Has anyone ever thought about the idea of a leash safe for a hedgehog? One day i had a dream about one and I wanted to know if it was possible to make a leash that wont choke a hedgehog or hurt it. Maybe a harness or something but wouldn't it be fun to go on a walk with ur hedgehog? I know the temperature thing is dangerous but what if the heat was just right outside one day? And you put little boots on ur hedgehog and strapped him in a leash. You guys would probaly think this is dangerous for a hedgehog and I know that this would be something more fit for a dog. But anythings possible


----------



## Nancy

Collars and harnesses aren't really safe for a hedgehog. To make it tight enough that hedgie cannot escape from, if he balls up or quills up, it is then too tight and can cause injury. Some people have tried, but it's risky.


----------



## gogrnny1955

You would be better off not doing this.
Birds of prey have been known for grabbing small dogs while out on a leash
with their owner.
One story I read was like this; the owner was able to get the dog from the bird 
by hitting the bird,later she was threatened by the fish and game because the bird was a protected bird.
Go figure.
:evil:


----------



## feeris

Hmm what about going on a walk with your hedgehog in a wagon with an.... umbrella? :lol:


----------



## feeris

Birds of prey have been known for grabbing small dogs while out on a leash
with their owner.
There's not that many birds around where I live ... just cars and lots of dogs. But i guess what you say could happen. :roll:


----------



## moxieberry

Just carry them - in your hands or in a carry-bag. We take Archimedes everywhere, no leash necessary.


----------



## Kendra

I saw someone selling a hedgehog harness and leash on kijiji and couldn't help but laugh. I can't ever see my little girl actually walking down the sidewalk in a straight line.


----------



## moxieberry

Kendra said:


> I saw someone selling a hedgehog harness and leash on kijiji and couldn't help but laugh. I can't ever see my little girl actually walking down the sidewalk in a straight line.

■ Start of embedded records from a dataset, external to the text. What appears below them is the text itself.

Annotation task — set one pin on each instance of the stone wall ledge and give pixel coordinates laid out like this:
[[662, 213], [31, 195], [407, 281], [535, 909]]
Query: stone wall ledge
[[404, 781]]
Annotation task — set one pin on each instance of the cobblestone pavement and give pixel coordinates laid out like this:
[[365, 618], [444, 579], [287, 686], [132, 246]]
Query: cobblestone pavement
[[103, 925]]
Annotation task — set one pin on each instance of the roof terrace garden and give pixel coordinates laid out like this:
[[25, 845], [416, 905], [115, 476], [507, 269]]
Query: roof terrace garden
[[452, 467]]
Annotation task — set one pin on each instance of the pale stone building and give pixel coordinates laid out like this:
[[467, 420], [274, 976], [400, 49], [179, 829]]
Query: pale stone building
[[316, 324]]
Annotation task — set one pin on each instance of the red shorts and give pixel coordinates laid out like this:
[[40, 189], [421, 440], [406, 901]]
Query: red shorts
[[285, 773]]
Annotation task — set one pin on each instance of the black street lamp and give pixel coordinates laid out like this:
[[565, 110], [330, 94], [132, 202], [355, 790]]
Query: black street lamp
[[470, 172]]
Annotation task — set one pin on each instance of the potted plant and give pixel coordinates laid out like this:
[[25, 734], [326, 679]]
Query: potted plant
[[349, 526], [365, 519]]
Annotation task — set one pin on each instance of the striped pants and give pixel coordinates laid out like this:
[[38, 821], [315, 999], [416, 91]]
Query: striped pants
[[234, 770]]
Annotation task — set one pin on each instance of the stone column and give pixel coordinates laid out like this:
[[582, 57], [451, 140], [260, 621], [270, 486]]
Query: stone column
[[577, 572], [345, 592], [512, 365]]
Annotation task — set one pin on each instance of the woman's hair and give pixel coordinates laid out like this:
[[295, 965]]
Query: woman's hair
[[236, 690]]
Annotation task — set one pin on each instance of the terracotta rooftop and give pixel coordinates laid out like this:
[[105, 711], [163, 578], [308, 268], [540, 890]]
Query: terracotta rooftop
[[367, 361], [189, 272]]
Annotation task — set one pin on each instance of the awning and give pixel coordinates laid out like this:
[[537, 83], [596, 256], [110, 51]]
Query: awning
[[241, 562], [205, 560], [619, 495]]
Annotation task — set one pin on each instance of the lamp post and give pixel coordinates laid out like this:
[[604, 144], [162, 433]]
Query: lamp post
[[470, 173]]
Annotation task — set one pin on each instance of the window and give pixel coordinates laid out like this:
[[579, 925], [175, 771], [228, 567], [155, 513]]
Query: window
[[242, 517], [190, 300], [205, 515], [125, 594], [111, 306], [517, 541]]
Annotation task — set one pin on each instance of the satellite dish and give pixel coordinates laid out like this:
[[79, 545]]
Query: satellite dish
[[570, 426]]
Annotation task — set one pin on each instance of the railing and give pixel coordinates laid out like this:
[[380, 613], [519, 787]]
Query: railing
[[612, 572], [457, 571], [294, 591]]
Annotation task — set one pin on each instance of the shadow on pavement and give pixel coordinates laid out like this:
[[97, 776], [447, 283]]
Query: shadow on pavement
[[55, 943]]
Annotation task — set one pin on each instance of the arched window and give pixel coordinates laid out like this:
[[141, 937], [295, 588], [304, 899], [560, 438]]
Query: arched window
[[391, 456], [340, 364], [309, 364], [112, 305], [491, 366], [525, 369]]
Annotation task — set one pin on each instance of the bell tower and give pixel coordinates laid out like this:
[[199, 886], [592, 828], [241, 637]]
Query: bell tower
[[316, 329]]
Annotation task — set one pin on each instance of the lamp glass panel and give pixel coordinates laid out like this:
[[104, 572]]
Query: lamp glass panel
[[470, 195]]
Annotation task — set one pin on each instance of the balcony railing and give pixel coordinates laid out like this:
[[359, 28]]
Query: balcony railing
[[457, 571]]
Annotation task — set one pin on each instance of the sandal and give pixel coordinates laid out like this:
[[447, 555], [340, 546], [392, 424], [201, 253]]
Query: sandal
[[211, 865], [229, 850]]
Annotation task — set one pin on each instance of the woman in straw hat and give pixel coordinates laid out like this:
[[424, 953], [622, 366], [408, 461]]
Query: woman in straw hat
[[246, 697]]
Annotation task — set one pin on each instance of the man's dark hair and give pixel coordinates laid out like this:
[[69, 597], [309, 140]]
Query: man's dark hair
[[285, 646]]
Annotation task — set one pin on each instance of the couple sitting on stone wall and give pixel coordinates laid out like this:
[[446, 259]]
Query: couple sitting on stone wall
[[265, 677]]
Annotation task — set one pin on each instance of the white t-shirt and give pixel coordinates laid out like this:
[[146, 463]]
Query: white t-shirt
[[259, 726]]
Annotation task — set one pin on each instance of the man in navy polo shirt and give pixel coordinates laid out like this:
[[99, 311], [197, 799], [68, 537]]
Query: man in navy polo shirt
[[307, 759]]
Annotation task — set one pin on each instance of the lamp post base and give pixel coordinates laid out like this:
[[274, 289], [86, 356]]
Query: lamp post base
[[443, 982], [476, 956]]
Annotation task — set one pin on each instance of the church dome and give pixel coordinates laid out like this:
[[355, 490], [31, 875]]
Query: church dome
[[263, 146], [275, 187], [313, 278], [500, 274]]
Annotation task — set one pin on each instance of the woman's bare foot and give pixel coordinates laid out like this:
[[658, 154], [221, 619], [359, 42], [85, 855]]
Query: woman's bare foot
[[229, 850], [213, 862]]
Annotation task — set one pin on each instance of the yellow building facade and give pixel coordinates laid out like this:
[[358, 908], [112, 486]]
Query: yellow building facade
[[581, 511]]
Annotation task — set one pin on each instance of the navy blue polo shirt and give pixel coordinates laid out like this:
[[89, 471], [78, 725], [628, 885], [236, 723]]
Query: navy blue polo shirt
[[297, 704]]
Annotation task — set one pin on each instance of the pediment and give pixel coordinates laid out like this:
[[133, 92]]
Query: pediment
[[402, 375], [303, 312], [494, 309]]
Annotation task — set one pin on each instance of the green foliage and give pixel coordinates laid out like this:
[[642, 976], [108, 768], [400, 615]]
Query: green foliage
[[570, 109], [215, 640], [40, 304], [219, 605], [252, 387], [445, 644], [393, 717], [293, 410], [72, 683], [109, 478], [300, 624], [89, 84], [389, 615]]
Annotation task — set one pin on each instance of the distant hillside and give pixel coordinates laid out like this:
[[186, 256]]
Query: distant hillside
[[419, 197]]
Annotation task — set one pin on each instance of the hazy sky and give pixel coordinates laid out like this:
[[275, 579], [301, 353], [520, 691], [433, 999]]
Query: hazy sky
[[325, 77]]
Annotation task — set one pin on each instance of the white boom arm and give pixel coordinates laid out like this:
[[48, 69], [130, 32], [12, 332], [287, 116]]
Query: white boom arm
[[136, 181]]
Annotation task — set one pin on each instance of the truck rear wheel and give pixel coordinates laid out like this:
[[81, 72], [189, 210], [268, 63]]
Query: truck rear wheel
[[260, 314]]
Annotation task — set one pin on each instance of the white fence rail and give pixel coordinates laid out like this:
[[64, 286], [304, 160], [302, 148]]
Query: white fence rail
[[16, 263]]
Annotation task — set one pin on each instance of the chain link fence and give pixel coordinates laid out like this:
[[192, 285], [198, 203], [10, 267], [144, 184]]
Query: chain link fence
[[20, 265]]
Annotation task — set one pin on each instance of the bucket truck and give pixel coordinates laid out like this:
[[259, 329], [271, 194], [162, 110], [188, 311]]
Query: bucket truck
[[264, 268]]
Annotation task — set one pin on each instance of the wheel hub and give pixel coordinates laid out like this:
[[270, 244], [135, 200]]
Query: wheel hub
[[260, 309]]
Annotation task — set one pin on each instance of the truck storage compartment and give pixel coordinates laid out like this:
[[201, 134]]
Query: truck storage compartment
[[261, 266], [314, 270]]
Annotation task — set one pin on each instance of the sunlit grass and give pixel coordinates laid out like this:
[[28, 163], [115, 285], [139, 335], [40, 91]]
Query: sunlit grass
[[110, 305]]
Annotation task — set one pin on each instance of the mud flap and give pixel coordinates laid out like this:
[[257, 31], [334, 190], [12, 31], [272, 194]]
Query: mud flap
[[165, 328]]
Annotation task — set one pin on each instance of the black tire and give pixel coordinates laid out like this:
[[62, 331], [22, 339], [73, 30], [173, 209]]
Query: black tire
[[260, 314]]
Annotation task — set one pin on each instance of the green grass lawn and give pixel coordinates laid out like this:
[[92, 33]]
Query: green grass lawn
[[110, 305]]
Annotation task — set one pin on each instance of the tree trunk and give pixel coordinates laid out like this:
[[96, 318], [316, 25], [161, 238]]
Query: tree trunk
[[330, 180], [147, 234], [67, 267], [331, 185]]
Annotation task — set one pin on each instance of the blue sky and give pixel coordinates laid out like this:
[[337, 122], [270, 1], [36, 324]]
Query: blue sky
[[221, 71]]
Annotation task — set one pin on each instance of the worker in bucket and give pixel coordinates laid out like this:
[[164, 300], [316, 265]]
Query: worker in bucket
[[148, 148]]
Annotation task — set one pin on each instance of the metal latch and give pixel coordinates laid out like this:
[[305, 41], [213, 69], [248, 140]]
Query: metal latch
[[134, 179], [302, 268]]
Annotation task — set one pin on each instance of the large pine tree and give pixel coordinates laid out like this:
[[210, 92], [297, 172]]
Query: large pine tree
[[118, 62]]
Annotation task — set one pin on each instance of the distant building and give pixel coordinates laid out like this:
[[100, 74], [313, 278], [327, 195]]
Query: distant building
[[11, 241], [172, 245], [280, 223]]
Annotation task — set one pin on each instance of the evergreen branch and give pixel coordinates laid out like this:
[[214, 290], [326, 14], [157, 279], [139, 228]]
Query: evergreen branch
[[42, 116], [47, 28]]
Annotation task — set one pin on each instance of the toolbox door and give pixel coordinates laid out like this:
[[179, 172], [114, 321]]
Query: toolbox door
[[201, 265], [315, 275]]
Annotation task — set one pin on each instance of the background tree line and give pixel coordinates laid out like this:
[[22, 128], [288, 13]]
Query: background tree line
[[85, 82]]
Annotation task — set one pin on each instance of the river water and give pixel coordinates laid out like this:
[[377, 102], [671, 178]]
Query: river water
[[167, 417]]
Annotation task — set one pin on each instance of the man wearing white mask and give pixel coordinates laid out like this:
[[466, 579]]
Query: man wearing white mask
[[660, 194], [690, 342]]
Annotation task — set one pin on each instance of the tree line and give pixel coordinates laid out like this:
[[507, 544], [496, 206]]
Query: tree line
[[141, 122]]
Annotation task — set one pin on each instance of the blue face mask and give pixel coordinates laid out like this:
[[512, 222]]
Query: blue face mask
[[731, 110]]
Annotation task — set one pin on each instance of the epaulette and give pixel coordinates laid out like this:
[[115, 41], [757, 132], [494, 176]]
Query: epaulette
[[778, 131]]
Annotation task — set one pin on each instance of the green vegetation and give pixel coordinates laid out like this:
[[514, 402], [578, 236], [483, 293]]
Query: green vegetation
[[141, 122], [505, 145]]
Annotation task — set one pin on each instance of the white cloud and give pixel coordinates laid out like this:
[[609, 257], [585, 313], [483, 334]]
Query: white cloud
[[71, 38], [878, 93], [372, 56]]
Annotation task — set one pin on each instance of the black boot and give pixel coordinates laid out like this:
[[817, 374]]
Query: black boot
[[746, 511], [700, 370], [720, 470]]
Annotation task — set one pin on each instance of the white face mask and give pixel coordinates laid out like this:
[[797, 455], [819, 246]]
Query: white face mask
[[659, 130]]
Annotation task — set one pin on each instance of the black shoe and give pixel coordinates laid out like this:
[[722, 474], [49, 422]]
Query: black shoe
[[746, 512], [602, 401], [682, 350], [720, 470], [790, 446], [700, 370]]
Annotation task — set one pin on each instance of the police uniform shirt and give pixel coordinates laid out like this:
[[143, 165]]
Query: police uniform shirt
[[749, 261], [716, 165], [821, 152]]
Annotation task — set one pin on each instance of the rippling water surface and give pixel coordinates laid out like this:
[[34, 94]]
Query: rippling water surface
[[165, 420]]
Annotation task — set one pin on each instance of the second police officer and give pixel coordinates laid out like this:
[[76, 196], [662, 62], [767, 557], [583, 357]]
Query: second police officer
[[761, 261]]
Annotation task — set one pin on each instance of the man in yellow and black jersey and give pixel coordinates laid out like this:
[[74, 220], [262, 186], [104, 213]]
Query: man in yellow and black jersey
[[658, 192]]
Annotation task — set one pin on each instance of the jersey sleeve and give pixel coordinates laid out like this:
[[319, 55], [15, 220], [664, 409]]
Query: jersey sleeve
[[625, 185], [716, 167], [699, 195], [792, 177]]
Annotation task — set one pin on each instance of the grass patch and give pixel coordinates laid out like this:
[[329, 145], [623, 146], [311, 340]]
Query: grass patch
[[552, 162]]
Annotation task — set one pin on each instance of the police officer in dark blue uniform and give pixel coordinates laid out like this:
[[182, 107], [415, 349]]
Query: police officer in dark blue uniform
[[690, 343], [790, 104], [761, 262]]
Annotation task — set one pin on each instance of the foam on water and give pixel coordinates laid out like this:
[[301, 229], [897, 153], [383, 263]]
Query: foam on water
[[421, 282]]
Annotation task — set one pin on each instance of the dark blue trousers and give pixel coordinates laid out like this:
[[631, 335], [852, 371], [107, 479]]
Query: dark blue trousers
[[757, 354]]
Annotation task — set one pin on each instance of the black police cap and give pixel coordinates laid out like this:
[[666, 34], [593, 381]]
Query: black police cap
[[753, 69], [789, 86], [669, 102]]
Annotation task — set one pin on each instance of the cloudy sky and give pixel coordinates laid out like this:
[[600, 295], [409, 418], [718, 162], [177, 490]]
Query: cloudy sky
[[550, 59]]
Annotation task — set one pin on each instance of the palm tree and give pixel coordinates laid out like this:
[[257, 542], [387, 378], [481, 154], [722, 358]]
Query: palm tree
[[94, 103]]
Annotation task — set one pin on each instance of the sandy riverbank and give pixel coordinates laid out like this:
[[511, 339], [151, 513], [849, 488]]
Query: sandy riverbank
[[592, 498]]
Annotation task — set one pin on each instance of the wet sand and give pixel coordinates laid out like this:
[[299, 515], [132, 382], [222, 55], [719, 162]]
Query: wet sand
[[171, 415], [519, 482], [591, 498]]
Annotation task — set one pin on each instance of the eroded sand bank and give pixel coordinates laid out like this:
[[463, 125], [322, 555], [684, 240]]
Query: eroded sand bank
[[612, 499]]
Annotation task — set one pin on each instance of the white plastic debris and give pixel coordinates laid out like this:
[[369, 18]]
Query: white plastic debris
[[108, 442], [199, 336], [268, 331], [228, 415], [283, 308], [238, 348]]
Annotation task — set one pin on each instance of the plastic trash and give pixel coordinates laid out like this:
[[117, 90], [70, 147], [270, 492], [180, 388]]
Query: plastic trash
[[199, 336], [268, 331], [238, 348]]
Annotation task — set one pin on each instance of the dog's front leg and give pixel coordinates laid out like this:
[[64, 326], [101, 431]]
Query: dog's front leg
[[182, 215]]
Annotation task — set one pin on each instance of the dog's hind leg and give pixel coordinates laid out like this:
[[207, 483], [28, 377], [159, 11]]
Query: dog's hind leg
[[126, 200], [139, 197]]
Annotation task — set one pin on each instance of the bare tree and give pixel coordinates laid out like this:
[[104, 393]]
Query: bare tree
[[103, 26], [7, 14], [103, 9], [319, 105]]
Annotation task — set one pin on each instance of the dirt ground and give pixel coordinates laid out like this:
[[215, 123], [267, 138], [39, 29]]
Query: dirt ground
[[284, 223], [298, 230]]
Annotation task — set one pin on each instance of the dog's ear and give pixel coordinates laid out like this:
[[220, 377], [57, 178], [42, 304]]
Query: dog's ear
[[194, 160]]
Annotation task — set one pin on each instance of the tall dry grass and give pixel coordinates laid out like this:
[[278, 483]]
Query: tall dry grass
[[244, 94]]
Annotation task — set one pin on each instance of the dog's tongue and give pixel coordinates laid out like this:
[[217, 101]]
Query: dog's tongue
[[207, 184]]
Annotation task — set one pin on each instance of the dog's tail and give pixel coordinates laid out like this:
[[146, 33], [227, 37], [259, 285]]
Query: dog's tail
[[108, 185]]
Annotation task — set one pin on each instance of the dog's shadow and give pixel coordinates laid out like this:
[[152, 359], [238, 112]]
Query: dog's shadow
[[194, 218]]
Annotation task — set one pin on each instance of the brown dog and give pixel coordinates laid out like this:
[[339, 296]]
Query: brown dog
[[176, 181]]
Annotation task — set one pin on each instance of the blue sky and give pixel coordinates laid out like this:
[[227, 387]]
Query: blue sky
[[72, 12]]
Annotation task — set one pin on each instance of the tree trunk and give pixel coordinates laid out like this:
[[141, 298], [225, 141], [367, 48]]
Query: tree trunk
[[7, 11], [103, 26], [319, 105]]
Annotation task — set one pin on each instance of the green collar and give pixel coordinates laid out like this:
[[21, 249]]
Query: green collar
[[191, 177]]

Yeah, it's not like they'd be very agreeable to walking on a leash. For hedgehogs, a leash would be kind of a lazy way of keeping them from getting away when you have them out. Better to just find something to use as a pen. A basic kiddy pool is perfect and only costs $10 or so.

Another thing is that their bodies aren't really built in a way that makes sense for a harness. They don't have distinct shoulders, and a harness wouldn't be comfortable with them because of their quills.


----------



## lehaley

My boyfriend has made comments (jokingly, I hope) about trying to make Felix some type of leash. I usually just look at him like he's insane and say "If you can get something on him without getting horrendously quilled, more power to you" :lol: I know he's all talk and no action. He's still skittish about even holding Felix without a blanket or towel.


----------